Teaching Athletes How to Cope with Pressure Starts with This Mental Skill

Teaching Athletes How to Cope with Pressure Starts with This Mental Skill

Yesterday I was moved to write about former professional football player Marcus Smith and the story of his attempted suicide. The point parents must take away from stories like Smith’s is how critical it is to teach athletes mental skills. Today the mental skill I want to focus on deals with teaching athletes how to cope with pressure.

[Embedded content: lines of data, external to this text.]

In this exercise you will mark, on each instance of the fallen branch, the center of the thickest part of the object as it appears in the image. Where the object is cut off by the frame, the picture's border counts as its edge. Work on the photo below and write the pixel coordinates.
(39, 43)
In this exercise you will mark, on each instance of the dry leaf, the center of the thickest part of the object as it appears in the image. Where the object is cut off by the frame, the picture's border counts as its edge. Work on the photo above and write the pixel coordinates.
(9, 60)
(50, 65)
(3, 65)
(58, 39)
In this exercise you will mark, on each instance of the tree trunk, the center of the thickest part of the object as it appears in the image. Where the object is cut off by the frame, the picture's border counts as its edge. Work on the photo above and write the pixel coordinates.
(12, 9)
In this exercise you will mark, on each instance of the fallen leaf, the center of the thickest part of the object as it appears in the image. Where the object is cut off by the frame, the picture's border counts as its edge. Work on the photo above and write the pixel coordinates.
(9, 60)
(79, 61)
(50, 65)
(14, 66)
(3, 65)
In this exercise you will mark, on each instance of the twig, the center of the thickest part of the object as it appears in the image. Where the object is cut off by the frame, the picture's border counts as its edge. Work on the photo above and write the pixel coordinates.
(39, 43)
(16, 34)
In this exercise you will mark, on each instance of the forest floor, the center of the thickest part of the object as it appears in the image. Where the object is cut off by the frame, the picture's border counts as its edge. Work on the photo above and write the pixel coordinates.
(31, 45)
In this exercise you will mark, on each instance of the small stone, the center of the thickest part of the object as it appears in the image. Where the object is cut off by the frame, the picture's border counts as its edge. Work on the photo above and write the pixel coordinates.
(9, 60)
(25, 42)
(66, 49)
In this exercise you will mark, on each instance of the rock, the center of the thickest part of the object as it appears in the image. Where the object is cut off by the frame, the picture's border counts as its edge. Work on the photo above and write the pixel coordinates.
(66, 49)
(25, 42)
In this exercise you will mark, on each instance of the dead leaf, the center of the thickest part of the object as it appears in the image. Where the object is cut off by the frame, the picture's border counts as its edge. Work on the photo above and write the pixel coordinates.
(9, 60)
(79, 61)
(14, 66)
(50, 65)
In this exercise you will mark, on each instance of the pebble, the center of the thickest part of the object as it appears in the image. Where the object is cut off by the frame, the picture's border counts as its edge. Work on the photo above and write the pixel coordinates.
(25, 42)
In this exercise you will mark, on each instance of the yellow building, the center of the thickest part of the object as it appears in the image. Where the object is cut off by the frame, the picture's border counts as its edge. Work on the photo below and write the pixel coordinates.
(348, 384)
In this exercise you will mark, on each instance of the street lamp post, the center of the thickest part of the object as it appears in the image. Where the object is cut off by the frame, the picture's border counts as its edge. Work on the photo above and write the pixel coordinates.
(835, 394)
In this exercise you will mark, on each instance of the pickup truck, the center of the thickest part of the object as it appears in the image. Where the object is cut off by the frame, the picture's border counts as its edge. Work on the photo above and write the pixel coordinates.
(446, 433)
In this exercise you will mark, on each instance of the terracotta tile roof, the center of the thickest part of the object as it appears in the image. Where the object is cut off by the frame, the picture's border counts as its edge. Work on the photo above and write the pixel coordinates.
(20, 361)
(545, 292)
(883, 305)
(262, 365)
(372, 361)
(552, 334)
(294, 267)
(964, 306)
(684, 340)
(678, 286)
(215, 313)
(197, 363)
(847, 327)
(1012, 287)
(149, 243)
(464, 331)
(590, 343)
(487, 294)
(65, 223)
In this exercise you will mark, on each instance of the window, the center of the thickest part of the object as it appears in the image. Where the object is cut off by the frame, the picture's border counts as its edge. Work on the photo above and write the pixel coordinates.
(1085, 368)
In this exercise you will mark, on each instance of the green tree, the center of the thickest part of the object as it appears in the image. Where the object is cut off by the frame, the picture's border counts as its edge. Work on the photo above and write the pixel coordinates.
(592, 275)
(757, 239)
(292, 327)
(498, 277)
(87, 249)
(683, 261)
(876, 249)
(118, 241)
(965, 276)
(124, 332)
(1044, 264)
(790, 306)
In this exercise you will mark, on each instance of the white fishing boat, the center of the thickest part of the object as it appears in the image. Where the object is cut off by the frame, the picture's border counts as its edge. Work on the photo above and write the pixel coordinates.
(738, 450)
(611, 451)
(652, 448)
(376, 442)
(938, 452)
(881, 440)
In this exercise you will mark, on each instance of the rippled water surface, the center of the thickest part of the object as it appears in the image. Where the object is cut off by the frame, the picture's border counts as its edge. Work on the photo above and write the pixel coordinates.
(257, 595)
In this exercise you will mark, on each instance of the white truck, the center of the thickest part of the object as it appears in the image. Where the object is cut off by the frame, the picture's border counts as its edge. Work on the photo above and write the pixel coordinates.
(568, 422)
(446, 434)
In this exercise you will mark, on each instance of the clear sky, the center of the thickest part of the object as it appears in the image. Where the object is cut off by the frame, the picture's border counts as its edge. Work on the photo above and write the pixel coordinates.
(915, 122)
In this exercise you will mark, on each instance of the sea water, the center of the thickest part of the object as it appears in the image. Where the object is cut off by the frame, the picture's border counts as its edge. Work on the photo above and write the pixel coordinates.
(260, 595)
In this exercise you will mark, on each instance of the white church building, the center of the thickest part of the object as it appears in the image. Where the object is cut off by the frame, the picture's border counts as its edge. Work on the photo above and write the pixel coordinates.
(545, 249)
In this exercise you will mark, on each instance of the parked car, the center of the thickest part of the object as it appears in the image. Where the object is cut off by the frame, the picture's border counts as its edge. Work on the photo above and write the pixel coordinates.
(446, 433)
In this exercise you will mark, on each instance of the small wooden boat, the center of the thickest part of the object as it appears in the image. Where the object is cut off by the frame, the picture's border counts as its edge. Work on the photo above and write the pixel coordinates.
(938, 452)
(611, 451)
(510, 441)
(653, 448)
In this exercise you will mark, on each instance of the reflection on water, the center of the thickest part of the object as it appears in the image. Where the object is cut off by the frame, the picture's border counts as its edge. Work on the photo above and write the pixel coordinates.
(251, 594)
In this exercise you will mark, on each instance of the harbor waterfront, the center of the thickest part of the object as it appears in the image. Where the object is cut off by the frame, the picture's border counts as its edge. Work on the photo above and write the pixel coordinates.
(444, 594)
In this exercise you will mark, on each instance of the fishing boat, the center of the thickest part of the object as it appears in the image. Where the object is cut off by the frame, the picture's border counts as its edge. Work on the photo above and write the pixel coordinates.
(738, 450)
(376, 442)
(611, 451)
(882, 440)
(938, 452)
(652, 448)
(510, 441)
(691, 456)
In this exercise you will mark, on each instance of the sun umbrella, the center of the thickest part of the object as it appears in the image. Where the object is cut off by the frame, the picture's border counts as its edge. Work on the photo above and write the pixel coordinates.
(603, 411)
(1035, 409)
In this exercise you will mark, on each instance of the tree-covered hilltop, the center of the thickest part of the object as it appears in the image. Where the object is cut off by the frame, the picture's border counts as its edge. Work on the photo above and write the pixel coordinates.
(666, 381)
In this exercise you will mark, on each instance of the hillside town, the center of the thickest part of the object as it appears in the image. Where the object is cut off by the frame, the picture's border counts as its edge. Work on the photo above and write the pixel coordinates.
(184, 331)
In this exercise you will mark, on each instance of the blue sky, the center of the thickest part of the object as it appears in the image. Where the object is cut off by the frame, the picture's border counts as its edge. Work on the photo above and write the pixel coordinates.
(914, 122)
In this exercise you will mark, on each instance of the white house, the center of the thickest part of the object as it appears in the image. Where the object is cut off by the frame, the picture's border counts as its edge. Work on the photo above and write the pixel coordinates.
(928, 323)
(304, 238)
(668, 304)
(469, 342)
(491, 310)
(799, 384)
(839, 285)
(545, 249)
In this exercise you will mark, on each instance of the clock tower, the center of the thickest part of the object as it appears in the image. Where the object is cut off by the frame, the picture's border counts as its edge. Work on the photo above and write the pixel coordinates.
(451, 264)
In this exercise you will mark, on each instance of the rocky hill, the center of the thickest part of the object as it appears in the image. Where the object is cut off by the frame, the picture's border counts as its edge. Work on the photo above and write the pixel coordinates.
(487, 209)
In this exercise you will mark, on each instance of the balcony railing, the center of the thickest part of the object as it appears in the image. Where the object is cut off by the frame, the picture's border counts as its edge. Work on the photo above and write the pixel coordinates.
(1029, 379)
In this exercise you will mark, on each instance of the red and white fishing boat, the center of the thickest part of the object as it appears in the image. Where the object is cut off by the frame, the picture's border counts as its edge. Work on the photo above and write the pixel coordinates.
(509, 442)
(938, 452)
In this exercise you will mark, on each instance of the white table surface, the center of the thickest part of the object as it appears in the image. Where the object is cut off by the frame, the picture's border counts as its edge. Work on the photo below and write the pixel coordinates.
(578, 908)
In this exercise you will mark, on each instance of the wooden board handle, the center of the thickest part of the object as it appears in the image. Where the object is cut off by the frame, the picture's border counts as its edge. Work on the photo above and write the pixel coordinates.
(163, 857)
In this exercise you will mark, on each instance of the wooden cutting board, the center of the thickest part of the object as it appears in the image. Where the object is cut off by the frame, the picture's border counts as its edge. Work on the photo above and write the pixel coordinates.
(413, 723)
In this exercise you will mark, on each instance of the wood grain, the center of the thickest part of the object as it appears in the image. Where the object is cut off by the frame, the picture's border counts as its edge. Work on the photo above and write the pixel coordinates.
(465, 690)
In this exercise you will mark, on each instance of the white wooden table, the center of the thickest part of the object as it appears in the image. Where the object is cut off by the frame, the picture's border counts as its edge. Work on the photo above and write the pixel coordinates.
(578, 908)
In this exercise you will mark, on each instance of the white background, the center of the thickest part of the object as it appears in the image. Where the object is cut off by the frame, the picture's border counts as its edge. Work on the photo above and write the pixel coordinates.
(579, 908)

Pressure in sports can come from anywhere and for any reason. It’s a feeling one can trigger as the result of something minor and avoid when something major happens. There is no rhyme or reason to it, as each individual athlete is different. However, the way you deal with pressure is basically the same.

The mental skill I suggest you start with to teach athletes how to cope with pressure regardless of the situation is reframing. Reframing is a mental skill that helps athletes change their perception of a situation. When an athlete changes their perception of a situation, they can change their emotions. Correspondingly, the ultimate goal of reframing is to eliminate emotions that have a negative impact.

How to use Reframing to Cope with Pressure

One famous example of using reframing to cope with pressure comes from Billie Jean King.  King is one of the best tennis players in history, and she is in the National Women’s Hall of Fame. Her primary competitive years were in the 1960s and 70s where she won 12 Grand Slam titles. Needless to say, King was very good at coping with pressure. In her 2008 book King explains to readers exactly how she did it using reframing. She states:

Pressure is a privilege—it only comes to those who earn it.

So, instead of viewing pressure through the lens of negativity, King views pressure using a more neutral point of view. Pressure is something that one earns, and therefore it is something to wear like a badge of honor. An athlete with this view of pressure will have far more helpful emotions than emotions that will hurt.

5 Ways to Help Athletes Use Reframing to Cope with Pressure

This simple process of reframing pressure from a negative into something one can be proud of as King does did wonders for her but won’t necessarily work for other athletes. Reframing must be put in context with an athlete’s current state of thinking. An athlete can view pressure as a privilege and still be in a state of panic because they think they are in a must win situation for example. Moreover, reframing is not something most athletes can do alone using one simple quote.

Athletes often trap themselves in thought loops and keep replaying the same thoughts over and over. Consequently, it’s important for parents and coaches to teach athletes to communicate with someone they trust when having negative thoughts. This outside person typically provides the catalyst to break a negative thought loop and reframe it with something more neutral. If you happen to be this person an athlete trust, I suggest you consider these five ways to reframe:

  1. Goals from an outcome focus to a process focus.
  2. Urgency from a short term mindset into a long term mindset.
  3. Comparisons from an ego focus to a tasks focus.
  4. Progress from focusing on the end state to focusing on a progression.
  5. Growth from fixing weaknesses to building strengths.